A public meeting will be held tonight to discuss the A+ Schools Program, one of the educational reforms brought about under still-controversial Senate Bill 380.
The meeting comes two days after the state Board of Education rejected new educational standards drafted over the past 18 months by the law's Commission on Performance.
The meeting will be held at 7 in the Central High School auditorium.
Present to speak and answer questions will be Dr. Lanny Barnes, the district's coordinator for the A+ Schools Program; Dr. Dan Tallant, Central High School principal; Gerald Richards, Central Junior High School principal; and Harold Tilley, director of the Cape Girardeau Vocational-Technical School.
Also on the program are Jerry Witvoet, a guidance counselor at the high school; and four teachers involved in the program: David Pappendick, Mary Shelton, Cheryl Dunavan and, Helen Gibbar.
The A+ Schools Program operates with three goals:
-- All students will graduate from high school.
-- All students complete a selection of high school studies that is challenging and for which there are identified learning expectations.
-- All students proceed from high school graduation to a college or post-secondary vocational or technical school, or wage job with workplace skill development opportunities.
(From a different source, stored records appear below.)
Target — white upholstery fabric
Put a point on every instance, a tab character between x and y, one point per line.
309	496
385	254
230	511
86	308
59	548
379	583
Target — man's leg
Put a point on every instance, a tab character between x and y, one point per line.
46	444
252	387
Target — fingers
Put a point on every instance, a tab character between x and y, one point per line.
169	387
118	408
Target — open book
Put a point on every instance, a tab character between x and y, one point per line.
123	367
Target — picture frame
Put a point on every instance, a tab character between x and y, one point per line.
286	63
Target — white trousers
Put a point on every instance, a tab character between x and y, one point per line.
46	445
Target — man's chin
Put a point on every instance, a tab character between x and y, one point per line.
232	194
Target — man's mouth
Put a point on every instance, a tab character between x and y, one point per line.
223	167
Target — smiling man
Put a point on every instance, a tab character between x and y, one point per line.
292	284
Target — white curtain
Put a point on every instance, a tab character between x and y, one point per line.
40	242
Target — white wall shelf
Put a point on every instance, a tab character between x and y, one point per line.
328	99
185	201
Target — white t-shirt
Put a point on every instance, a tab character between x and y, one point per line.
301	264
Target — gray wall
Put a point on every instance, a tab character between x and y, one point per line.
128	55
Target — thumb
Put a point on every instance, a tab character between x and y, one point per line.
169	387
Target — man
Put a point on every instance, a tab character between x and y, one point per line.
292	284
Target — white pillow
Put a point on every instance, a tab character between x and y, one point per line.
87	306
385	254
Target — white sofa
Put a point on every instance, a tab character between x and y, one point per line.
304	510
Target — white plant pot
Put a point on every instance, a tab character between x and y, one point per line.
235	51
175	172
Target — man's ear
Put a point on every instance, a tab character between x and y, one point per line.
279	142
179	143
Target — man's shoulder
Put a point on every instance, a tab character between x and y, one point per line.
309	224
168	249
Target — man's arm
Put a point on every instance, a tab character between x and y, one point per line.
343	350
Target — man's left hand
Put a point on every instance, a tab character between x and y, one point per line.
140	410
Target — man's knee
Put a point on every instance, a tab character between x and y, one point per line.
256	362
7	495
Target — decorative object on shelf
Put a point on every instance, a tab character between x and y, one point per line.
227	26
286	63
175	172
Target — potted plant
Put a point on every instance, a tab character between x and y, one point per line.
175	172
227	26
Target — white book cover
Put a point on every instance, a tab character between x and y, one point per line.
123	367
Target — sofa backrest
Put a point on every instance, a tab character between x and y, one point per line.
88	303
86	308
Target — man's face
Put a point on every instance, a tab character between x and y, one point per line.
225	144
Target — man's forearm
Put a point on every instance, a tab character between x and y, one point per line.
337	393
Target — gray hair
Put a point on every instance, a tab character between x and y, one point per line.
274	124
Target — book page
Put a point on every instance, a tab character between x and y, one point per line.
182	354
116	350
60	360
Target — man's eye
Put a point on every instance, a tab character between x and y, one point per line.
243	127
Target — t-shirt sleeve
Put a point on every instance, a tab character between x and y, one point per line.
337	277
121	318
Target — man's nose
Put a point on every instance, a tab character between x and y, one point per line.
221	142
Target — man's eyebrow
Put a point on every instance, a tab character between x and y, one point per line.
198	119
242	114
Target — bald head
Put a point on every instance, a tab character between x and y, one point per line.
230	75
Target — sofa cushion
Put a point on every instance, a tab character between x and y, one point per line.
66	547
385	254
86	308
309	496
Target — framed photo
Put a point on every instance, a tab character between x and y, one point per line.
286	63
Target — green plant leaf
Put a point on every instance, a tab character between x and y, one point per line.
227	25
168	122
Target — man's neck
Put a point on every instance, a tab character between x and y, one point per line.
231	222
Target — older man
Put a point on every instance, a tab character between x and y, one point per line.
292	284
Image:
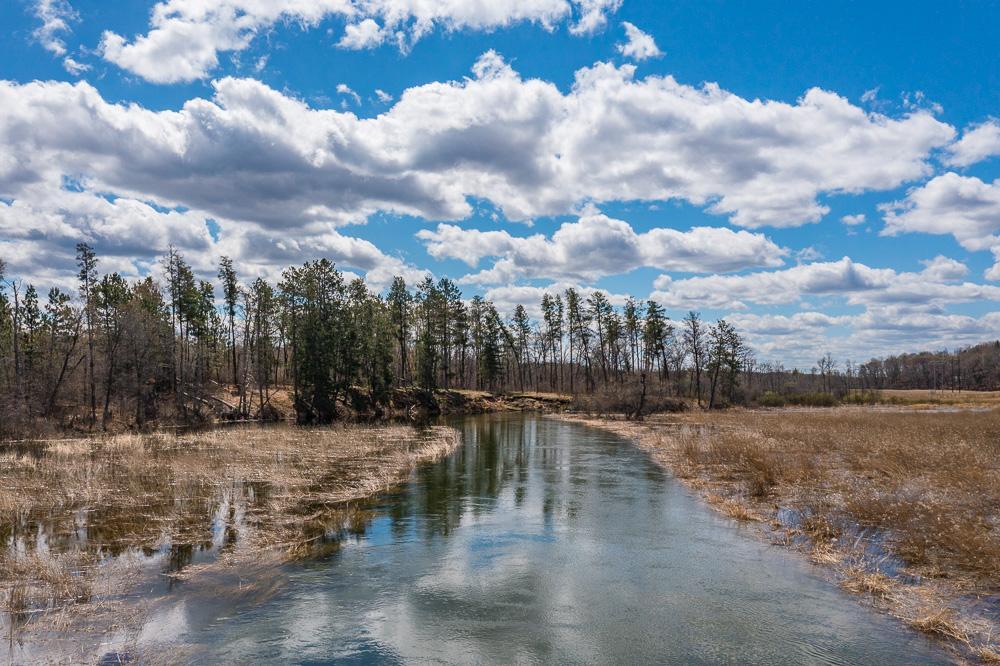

Barnes said the purpose of the meeting is to explain to the public how the program has worked at the conclusion of its first year.
"A number of people have made inquiries. Sen. (Peter) Kinder has published 20 to 22 articles over the last four months," he said.
Kinder has been critical of SB-380 and Outcomes-Based Education. The latter term encompasses many approaches separate from A+ Schools, Barnes contends.
"It appears Outcomes-Based Education has become a catch word for something somebody doesn't like."
The Cape Girardeau district is one of 38 designated A+ Schools recipients statewide. The district received $132,000 to implement the program the first year and has requested $144,000 more for next year.